Baêa, luz, lampião e estrela

O relógio ainda apontava faltar muito tempo para o primeiro toque da final da Copa do Nordeste, mas o destino estava fadado. As ruas no entorno da Fonte Nova já se pintavam de vermelho, branco e azul. O ônibus da delegação já chegou carregado nos braços do povo, que em uma só voz, entoava em êxtase “Bora, Baêa!”

Os astros se alinhavam, tiravam uma folga nas suas rotas elípticas, senhores do tempo, que parecia parar. Os carpinteiros do universo, embasbacados com a algazarra que se fazia na velha cidade da Bahia, pausaram para um café e miravam atentos e apaixonados com as mãos apoiando o queixo, boquiabertos.

Num transe, já assimilavam o frenesi, e repetiam em coro: “Êa! Baêa!”

Na Fonte, o volume aumentava, até ensurdecedor. Gente do lado de fora querendo entrar, mas não podendo; gente do lado de dentro querendo gritar e não se contendo.

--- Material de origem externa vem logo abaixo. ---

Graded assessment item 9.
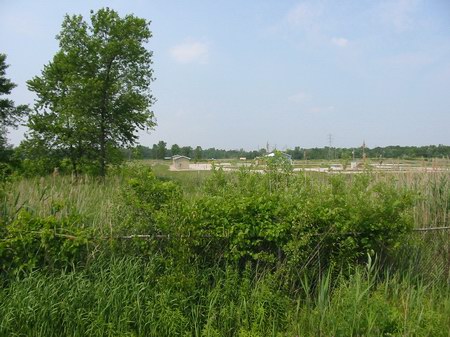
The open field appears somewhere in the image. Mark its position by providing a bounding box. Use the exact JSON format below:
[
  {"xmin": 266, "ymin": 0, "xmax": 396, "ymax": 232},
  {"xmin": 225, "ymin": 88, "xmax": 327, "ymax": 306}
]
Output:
[{"xmin": 0, "ymin": 161, "xmax": 450, "ymax": 336}]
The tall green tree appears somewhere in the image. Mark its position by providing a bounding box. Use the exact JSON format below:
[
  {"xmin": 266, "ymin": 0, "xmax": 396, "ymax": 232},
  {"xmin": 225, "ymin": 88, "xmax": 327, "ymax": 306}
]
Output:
[
  {"xmin": 28, "ymin": 8, "xmax": 156, "ymax": 176},
  {"xmin": 0, "ymin": 54, "xmax": 29, "ymax": 161},
  {"xmin": 156, "ymin": 140, "xmax": 167, "ymax": 159},
  {"xmin": 170, "ymin": 144, "xmax": 181, "ymax": 156}
]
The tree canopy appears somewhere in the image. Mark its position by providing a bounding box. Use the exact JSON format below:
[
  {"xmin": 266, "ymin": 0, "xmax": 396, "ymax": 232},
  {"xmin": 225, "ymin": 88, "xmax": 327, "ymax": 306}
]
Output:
[
  {"xmin": 27, "ymin": 8, "xmax": 156, "ymax": 176},
  {"xmin": 0, "ymin": 54, "xmax": 28, "ymax": 152}
]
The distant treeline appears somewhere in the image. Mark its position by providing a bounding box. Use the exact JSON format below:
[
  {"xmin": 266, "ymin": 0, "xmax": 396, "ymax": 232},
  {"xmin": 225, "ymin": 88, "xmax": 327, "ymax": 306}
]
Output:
[{"xmin": 123, "ymin": 141, "xmax": 450, "ymax": 160}]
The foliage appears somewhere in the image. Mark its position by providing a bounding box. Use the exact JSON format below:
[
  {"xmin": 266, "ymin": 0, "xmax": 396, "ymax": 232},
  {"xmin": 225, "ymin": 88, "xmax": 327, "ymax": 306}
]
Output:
[
  {"xmin": 0, "ymin": 209, "xmax": 90, "ymax": 276},
  {"xmin": 0, "ymin": 54, "xmax": 29, "ymax": 163},
  {"xmin": 28, "ymin": 8, "xmax": 155, "ymax": 176},
  {"xmin": 0, "ymin": 257, "xmax": 450, "ymax": 337},
  {"xmin": 186, "ymin": 170, "xmax": 414, "ymax": 268}
]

Cada novo giro de ponteiro era um trabalho de catequização. Na antessala da espera, convertiam-se, um a um, de todas as crenças, que se reuniam numa grande confraternização em homenagem aos deuses da bola.

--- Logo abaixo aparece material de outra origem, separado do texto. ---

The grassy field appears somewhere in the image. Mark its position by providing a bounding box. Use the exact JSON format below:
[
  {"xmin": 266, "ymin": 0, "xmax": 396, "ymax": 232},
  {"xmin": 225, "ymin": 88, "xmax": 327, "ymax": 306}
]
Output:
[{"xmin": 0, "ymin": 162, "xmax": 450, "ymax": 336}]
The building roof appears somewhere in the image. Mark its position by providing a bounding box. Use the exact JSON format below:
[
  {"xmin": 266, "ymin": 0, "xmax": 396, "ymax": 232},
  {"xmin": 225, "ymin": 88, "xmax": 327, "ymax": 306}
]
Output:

Em todos, no terreno e no divino, instalava-se a confiança, a certeza. Não havia solução: era Bahia campeão. Sem nem bola rolar. Estava escrito nas estrelas.

E quem tem estrela entende de luz. Ora, pois, pois.

Os refletores da Nova Fonte se apagaram, para que a galáxia se formasse nas arquibancadas. Espelho do universo de se fazer Bahia. Cada flash de celular era um astro que lhe emprestava, sorrindo, o protagonismo. Quem do longe acompanhava, se Bahia não fosse, Bahia seria. Como não?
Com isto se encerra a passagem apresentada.